Siberian Finns (Finnish: Siperiansuomalaiset, Siberian Finnish: korlakat) are Finnish people living in Siberia, mainly descendants of Ingrian Finns, who were deported into Siberia. According to some estimates up to 30,000 Ingrian Finns were deported to Siberia, a third of whom died either on their way to the various labor camps or soon after arrival. The first Finns in Siberia were a group of serfs who were deported into Siberia in 1803 and formed the village of Ryzhkovo, which still has a Finnish population. Siberian Finns lived close to Izhorians and Estonians. Because the ground was good for farming, and Finns speaking Finnish in their villages, Siberia had become a new home for many Finns, and moving back to Finland was too big of a risk economically to do. Many Siberian Finns have an Estonian passport, because it was better to be Estonian than Finnish in the Soviet Union.

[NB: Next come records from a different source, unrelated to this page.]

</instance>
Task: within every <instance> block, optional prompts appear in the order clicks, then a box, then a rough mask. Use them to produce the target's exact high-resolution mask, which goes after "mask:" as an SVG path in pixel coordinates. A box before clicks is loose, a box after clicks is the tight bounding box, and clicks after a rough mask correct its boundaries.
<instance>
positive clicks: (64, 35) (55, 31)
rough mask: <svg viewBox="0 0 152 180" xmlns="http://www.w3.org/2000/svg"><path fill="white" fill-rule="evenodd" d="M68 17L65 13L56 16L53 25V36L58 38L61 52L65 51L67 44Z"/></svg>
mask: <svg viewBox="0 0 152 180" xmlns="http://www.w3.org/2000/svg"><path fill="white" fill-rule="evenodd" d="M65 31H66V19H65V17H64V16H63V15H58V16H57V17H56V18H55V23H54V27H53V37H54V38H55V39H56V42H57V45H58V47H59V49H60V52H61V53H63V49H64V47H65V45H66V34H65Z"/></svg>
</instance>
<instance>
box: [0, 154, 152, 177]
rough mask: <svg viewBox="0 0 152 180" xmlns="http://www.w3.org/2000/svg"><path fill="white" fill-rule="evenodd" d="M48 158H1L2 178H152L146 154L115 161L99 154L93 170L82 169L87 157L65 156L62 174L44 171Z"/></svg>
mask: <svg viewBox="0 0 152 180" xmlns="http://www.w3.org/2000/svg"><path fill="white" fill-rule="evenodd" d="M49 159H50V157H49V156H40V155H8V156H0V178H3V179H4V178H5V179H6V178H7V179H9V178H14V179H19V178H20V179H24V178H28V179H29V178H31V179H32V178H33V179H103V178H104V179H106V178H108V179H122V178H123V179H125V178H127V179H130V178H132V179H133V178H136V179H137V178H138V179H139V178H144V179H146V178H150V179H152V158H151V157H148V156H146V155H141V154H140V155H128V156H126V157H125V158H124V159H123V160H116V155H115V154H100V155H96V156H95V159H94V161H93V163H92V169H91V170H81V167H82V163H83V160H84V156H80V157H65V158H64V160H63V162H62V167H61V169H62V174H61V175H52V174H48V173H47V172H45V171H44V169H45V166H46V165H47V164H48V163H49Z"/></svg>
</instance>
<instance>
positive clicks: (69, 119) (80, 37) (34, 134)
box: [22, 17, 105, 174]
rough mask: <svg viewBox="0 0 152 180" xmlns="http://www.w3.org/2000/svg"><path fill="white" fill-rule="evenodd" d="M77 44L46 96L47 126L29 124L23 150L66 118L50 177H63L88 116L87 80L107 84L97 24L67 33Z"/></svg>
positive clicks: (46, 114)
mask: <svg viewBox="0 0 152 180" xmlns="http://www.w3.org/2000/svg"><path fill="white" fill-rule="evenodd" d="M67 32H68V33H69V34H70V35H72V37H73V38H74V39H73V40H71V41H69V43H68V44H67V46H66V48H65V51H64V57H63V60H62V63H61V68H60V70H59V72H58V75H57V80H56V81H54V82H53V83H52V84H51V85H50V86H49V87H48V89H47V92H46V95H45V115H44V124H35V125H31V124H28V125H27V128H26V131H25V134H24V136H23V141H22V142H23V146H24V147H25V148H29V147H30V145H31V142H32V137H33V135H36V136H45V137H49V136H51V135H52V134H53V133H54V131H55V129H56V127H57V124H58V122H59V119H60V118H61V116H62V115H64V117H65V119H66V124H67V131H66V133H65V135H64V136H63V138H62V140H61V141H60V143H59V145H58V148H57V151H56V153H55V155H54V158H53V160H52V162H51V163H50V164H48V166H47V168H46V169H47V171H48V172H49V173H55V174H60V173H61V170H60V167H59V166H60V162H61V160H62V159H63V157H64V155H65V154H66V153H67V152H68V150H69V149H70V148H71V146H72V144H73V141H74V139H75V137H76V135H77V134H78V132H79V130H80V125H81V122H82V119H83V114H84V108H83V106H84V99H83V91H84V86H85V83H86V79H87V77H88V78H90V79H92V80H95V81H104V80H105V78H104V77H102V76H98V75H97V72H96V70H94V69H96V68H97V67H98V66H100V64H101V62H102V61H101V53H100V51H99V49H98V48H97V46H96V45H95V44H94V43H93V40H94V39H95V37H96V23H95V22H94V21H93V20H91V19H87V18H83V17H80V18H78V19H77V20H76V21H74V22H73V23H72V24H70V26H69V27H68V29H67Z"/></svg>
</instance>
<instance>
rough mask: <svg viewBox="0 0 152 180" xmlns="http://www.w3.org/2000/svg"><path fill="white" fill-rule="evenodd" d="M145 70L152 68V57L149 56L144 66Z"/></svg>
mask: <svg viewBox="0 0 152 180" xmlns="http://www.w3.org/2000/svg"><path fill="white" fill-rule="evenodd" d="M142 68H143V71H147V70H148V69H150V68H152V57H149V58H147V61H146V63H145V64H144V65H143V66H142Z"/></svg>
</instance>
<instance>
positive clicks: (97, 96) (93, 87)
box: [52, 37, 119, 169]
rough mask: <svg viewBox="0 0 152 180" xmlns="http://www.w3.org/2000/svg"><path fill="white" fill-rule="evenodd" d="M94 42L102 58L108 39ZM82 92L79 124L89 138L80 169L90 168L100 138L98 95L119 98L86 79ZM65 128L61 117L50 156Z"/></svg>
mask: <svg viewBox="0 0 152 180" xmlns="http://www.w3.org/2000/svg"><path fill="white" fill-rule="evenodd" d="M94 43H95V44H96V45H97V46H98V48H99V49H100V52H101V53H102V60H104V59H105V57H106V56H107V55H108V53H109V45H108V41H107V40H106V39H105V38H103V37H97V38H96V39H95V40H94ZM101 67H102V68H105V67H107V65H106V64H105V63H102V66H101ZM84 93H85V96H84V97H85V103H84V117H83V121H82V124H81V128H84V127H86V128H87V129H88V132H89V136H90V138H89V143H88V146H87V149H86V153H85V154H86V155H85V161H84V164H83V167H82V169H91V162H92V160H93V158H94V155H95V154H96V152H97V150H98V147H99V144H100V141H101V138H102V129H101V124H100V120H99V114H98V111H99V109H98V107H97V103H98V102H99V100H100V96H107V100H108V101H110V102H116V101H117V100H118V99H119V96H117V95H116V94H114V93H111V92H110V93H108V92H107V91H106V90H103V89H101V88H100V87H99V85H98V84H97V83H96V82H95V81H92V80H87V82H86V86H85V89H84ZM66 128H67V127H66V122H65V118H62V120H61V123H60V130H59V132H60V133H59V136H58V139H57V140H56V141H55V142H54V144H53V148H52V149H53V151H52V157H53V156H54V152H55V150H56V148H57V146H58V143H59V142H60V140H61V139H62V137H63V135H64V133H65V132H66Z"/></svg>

The Siberian Finnish dialect is dying, however it is still spoken, and people still often greet using a Finnish expression "päivää".
== Statistics ==
Between 1826 and 1888, a total of 3,321 Finns were sent into Siberia, of which only 462 were women.

In 1893, Tobolsk had: 1057 Finnish speakers, Tomsk: 136, Sakha: 118, Zabaykalsky Krai: 211 and Irkutsk had 63 Finnish speakers.